Streck and Gatto will handle Pizza Jeans’ day-to-day operations, while Wilkins said in a prepared statement that he will stay on behind the scenes “to help Pizza Jeans stay true to its original identity.”

Wilkins, who was named a semifinalist in the James Beard Awards’ outstanding baker category in 2019 and 2020, founded Pizza Jeans as a pop-up with Nicole Lewis in 2019 and turned it into an established brick-and-mortar in 2020.

Last month, he closed his adjoining bakery Root Baking Co. after seven years.

Pizza Jean’s planned move is one of several changes Ponce City Market’s Central Food Hall has undergone in recent months.
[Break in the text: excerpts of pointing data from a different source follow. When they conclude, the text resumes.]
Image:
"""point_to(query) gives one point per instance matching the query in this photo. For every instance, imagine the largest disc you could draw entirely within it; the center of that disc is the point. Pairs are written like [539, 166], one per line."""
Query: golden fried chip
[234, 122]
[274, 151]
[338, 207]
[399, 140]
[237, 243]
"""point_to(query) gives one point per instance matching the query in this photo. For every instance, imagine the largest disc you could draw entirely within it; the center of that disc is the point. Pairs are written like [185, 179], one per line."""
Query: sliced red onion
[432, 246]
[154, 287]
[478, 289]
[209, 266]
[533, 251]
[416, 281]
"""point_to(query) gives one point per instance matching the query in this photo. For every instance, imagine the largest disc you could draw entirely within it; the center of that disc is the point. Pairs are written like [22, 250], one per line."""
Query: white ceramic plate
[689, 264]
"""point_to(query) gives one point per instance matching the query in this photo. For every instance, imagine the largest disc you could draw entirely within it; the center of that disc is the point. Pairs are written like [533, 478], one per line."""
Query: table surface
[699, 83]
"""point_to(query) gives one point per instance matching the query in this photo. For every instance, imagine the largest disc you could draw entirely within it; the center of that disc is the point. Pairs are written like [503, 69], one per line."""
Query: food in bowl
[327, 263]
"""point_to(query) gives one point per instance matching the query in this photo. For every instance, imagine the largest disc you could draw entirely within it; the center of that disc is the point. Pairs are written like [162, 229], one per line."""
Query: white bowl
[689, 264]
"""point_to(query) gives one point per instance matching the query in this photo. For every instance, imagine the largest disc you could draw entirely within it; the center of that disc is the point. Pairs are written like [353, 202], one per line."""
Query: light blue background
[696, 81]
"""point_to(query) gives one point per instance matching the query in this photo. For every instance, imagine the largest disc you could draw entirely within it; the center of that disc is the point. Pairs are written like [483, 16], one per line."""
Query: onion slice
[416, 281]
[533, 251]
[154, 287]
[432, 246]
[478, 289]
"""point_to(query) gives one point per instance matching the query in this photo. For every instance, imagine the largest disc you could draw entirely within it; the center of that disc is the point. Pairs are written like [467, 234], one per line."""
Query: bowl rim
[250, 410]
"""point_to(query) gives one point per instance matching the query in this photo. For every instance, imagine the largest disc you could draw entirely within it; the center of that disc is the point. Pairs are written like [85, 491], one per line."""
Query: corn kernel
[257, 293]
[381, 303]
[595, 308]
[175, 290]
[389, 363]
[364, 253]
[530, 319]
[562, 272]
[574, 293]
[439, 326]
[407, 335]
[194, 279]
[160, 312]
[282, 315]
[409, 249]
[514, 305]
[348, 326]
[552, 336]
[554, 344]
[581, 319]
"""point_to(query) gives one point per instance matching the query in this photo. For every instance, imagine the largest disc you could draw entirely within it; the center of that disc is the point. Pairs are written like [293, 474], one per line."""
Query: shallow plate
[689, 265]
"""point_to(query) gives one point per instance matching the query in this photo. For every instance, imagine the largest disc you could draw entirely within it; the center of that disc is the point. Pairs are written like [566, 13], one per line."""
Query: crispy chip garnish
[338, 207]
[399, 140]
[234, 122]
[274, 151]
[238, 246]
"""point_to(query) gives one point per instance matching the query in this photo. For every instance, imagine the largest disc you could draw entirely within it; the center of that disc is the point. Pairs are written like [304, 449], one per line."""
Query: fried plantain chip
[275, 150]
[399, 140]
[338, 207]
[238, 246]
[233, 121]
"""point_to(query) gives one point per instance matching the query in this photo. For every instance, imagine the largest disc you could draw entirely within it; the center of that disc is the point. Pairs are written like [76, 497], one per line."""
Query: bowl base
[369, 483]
Central Food Hall is in the middle of a major expansion, with the recent opening of Nani’s Piri Piri Chicken, Vietvana, Excuse My French, Cake Culture and Atrium, and several other concepts set to open soon including Spicewalla, Umbrella Bar and Bibi.

Central Food Hall’s expansion, which adds more than 5,000 square feet, was announced in late 2020, with plans to add a four-story office building, additional shopping and dining space surrounding an outdoor courtyard and 400 units of what developer Jamestown described as “hospitality living.”

The existing development includes offices — more than 5,200 people work at Ponce City Market — and residential units in addition to dining and shopping.

Existing Ponce City Market food and beverage concepts include SweetgreenBar Vegan, and Eleven TLC as well as longer-term tenants like H&F Burger, Botiwalla, Biltong Bar and Ton Ton. In addition to Farm to Ladle and Root Baking Co., Marrakesh and Batter Cookie Dough COunter recently closed in the Central Food Hall.